The cabal deliberately bypassed them in its call for a Department of Homeland Security because of the distain they hold for constitutional procedures such as court-issued warrants, Miranda rights, speedy arraignment, right to counsel and the like, and no doubt the fear that the Supreme Court would - as it has in the past - decline to give them a pass when push came to shove on their illegal tactics.

In a nutshell, the Iraq war is an elaborate smokescreen, a political sleight-of-hand, enabling the cabal to accrue presidential executive power by eliminating our civil liberties in the name of “national security.” Highly trained lawyers argue prerogatives for the president that are not in the Constitution; Congress has been taken over by opportunistic political hacks and con men, too busy giving away the store to their corporate or religious supporters to defend our basic liberties, while individual Americans are baffled or disbelieving of politicians’ true agendas or mind-fucked by government propaganda, and feel powerless.

This last is not the case, of course, but as a nation we despair of another impeachment – indeed, it would of necessity be a whole series of impeachments - with the attendant acrimony and political noise and chaos, not to mention our national embarrassment, and that’s what the cabal is counting on.

As I write this, Congress is considering re-authorizing the Patriot Act for another ten years. I have no doubt that individual congressmen believe that the suspension of our guarantees of civil rights is required by our present state of undeclared “war,” and grieve for the Bill of Rights, but if you ask me, I know they really think it would sure be handy to have the power to sneak a peak into their enemy’s bedroom tucked in their hip pockets, just in case. Hell, he might just be a “terrerist.” President Bush has twice now admitted ordering warrentless wiretaps on American citizens in violation of federal law, declaring that his breaking the law would make all Americans safer and “protect our civil liberties.”

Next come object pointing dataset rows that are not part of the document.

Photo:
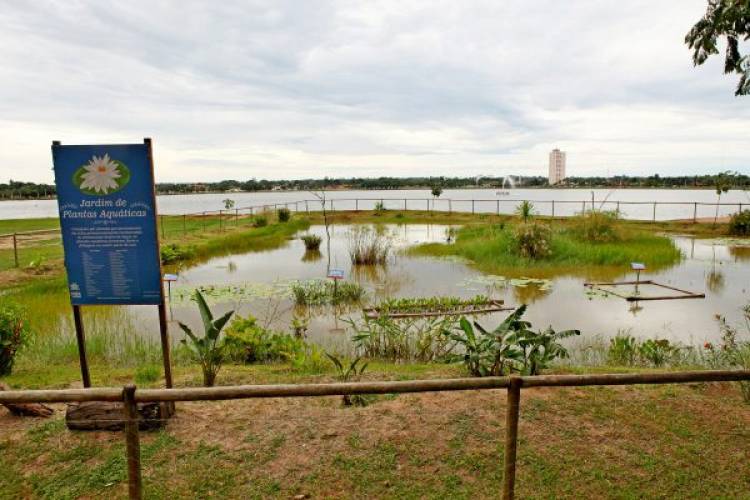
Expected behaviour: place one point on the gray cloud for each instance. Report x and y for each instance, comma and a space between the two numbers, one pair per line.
300, 89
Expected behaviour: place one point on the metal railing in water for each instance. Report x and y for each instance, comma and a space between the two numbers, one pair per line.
221, 220
130, 396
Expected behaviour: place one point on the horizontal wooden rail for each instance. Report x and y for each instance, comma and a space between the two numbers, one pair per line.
380, 387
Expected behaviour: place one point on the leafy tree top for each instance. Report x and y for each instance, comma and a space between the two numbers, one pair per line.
724, 18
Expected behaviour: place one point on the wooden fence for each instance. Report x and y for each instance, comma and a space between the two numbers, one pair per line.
130, 397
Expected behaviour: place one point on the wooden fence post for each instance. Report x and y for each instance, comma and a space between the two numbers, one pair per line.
15, 249
512, 412
132, 442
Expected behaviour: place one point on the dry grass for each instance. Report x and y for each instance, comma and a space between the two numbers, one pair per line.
625, 442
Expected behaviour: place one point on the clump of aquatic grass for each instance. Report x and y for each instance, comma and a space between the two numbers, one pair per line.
283, 214
248, 342
623, 350
260, 221
533, 241
597, 226
323, 292
368, 247
113, 338
312, 241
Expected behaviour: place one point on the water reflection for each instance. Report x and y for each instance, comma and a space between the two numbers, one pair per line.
312, 256
713, 267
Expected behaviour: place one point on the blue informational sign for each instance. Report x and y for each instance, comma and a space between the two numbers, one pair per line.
105, 195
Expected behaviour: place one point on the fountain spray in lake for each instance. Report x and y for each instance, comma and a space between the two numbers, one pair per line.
508, 182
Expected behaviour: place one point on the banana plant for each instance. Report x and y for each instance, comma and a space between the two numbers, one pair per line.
208, 349
541, 348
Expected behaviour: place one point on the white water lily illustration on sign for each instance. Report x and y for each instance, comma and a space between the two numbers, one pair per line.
102, 175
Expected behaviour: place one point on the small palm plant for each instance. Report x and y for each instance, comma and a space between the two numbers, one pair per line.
526, 210
353, 372
209, 349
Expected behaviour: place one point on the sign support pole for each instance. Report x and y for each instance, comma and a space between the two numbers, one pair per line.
163, 325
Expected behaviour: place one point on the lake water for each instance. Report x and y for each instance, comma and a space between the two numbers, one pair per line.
634, 203
255, 283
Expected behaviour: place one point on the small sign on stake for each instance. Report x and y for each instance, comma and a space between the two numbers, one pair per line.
107, 204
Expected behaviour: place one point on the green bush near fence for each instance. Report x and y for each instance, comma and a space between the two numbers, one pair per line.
13, 333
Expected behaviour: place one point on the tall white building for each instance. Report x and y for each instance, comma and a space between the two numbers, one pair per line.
556, 166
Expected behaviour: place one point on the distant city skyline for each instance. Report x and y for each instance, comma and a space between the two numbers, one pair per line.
296, 90
556, 170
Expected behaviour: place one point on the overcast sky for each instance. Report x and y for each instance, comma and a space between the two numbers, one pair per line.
235, 90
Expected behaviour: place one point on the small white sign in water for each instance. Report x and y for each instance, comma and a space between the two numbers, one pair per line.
336, 274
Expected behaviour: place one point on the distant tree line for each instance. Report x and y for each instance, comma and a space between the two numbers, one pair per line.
14, 190
29, 190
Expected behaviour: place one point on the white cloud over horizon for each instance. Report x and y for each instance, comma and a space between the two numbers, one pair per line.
307, 89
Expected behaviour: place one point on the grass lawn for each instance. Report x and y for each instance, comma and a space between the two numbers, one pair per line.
686, 441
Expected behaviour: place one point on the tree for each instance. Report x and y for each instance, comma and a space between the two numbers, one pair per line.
724, 18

It has been argued to the point of exhaustion that these are extraordinary times, and require extraordinary measures, but this is just a demonstration of the monumental ignorance of American history that these would-be monarchists posses, as well as their assumption that American citizens are ignorant, too.

The fact is that our Constitution was forged in the very crucible of most extraordinary times. We had successfully concluded the French and Indian War, a war involving terrorism and organized domestic insurrection on this continent and then went on to conduct an armed revolution against the then most powerful nation on Earth, overthrowing that monarch’s rule. The Constitution was designed for extraordinary times, and we don’t need self-serving legal whiz-kids denigrating its intent in its separation of powers.

For the record, it is a fact that no people in history has ever recovered their civil liberties after relinquishing them, except through outside intervention or bloody revolution. Not one. Historically, no republic has ever survived as long as this one, and every single one of them ended up a tyranny, or worse.

In the meantime, we have a petulant drunkard as a wanna-be king, surrounded by all the king’s men, confident that the revolutionaries won’t wise up and take back their Republic.